Monthly payments on a 5/1 ARM at 6.41 percent would cost about $626 for each $100,000 borrowed over the initial five years, but could climb hundreds of dollars higher afterward, depending on the loan’s terms.
Jumbo mortgage interest rate falls, -0.03%
The current average rate you’ll pay for jumbo mortgages is 7.10 percent, a decrease of 3 basis points over the last week. This time a month ago, the average rate for jumbo mortgages was above that, at 7.25 percent.
At today’s average jumbo rate, you’ll pay $672.03 per month in principal and interest for every $100,000 you borrow. That represents a decline of $2.03 over what it would have been last week.
Refinance rates
30-year mortgage refinance rate trends upward, +0.04%
The average 30-year fixed-refinance rate is 7.25 percent, up 4 basis points since the same time last week. A month ago, the average rate on a 30-year fixed refinance was higher, at 7.30 percent.
At the current average rate, you’ll pay $682.18 per month in principal and interest for every $100,000 you borrow. That’s $2.71 higher compared with last week.
Where are mortgage rates going?
At its most recent meeting in December, the Federal Reserve signaled it was done raising interest rates and would begin cuts in 2024. In response, mortgage rates dropped to under 7 percent, and remain there as of early January.
This dynamic could hold throughout the year, says McBride.
“Mortgage rates will spend the bulk of the year in the 6s, with movement below 6 percent confined to the back half of the year,” says McBride.
The rates on 30-year mortgages mostly follow the 10-year treasury, which shifts continuously as economic conditions dictate, while the cost of variable-rate home loans mirror the Fed’s moves. These broader factors influence overall rate movement. Your rate might be higher or lower than what trends show, depending on your credit score and other factors.
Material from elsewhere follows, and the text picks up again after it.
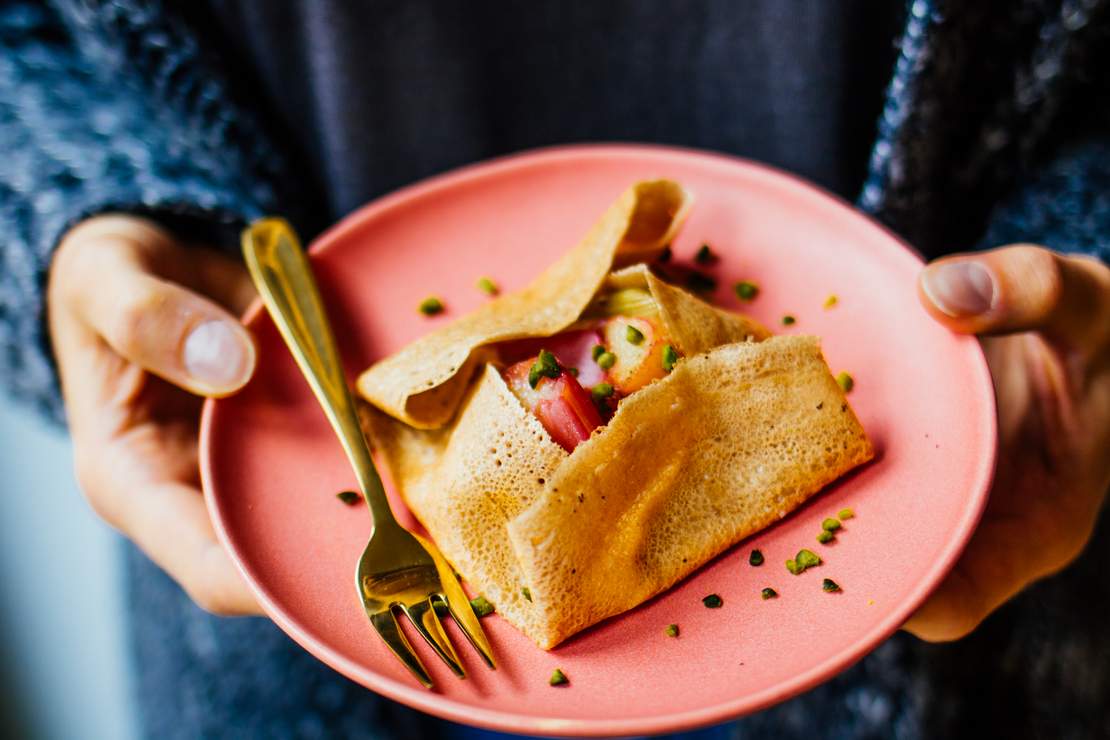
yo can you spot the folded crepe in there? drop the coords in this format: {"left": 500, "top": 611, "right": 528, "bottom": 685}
{"left": 358, "top": 180, "right": 873, "bottom": 649}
What these rates mean for your mortgage
While mortgage rates are notoriously volatile, there is some consensus that we won’t see rates back at 3 percent. If you’re shopping for a mortgage now, it might be wise to lock your rate when you find an affordable loan. If your house-hunt is taking longer than anticipated, revisit your budget so you’ll know exactly how much house you can afford at prevailing market rates.
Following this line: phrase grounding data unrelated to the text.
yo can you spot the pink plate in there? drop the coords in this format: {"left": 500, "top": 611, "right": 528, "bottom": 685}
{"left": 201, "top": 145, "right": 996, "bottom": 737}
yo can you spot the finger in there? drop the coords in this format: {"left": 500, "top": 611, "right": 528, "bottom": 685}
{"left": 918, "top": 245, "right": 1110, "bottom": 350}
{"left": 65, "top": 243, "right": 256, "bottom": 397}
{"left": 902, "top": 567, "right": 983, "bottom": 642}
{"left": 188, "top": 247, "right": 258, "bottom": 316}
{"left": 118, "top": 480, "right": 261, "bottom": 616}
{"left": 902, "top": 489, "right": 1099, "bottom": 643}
Keep in mind: You could save thousands over the life of your mortgage by getting at least three loan offers, according to Freddie Mac research. You don’t have to stick with your bank or credit union, either. There are many types of mortgage lenders, including online-only and local, smaller shops.
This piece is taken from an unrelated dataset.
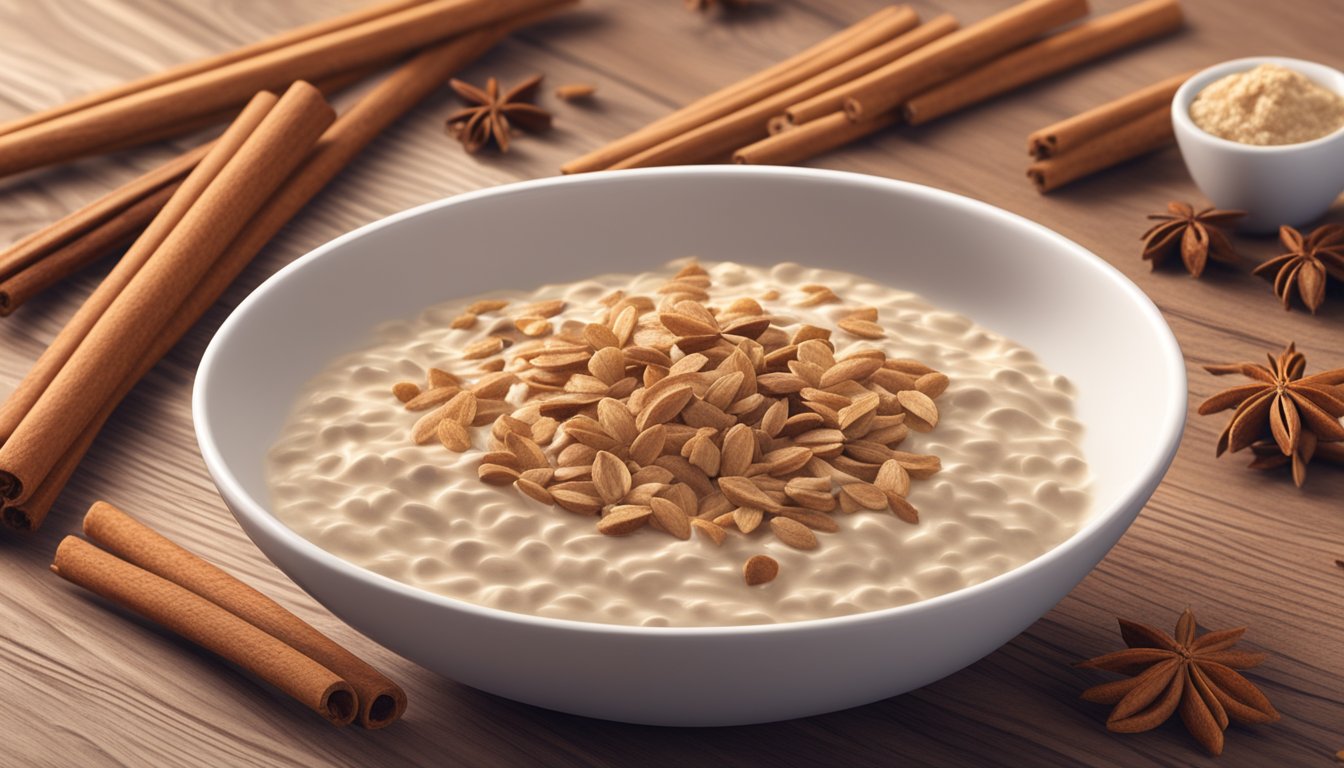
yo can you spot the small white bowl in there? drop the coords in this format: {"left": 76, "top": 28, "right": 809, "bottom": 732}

“All too often, some [homebuyers] take the path of least resistance when seeking a mortgage, in part because the process of buying a home can be stressful, complicated and time-consuming,” says Mark Hamrick, senior economic analyst for Bankrate. “But when we’re talking about the potential of saving a lot of money, seeking the best deal on a mortgage has an excellent return on investment. Why leave that money on the table when all it takes is a bit more effort to shop around for the best rate, or lowest cost, on a mortgage?”
More on current mortgage rates
Methodology
Bankrate displays two sets of rate averages that are produced from two surveys we conduct: one daily (“overnight averages”) and the other weekly (“Bankrate Monitor averages”).
The rates on this page represent our overnight averages. For these averages, APRs and rates are based on no existing relationship or automatic payments.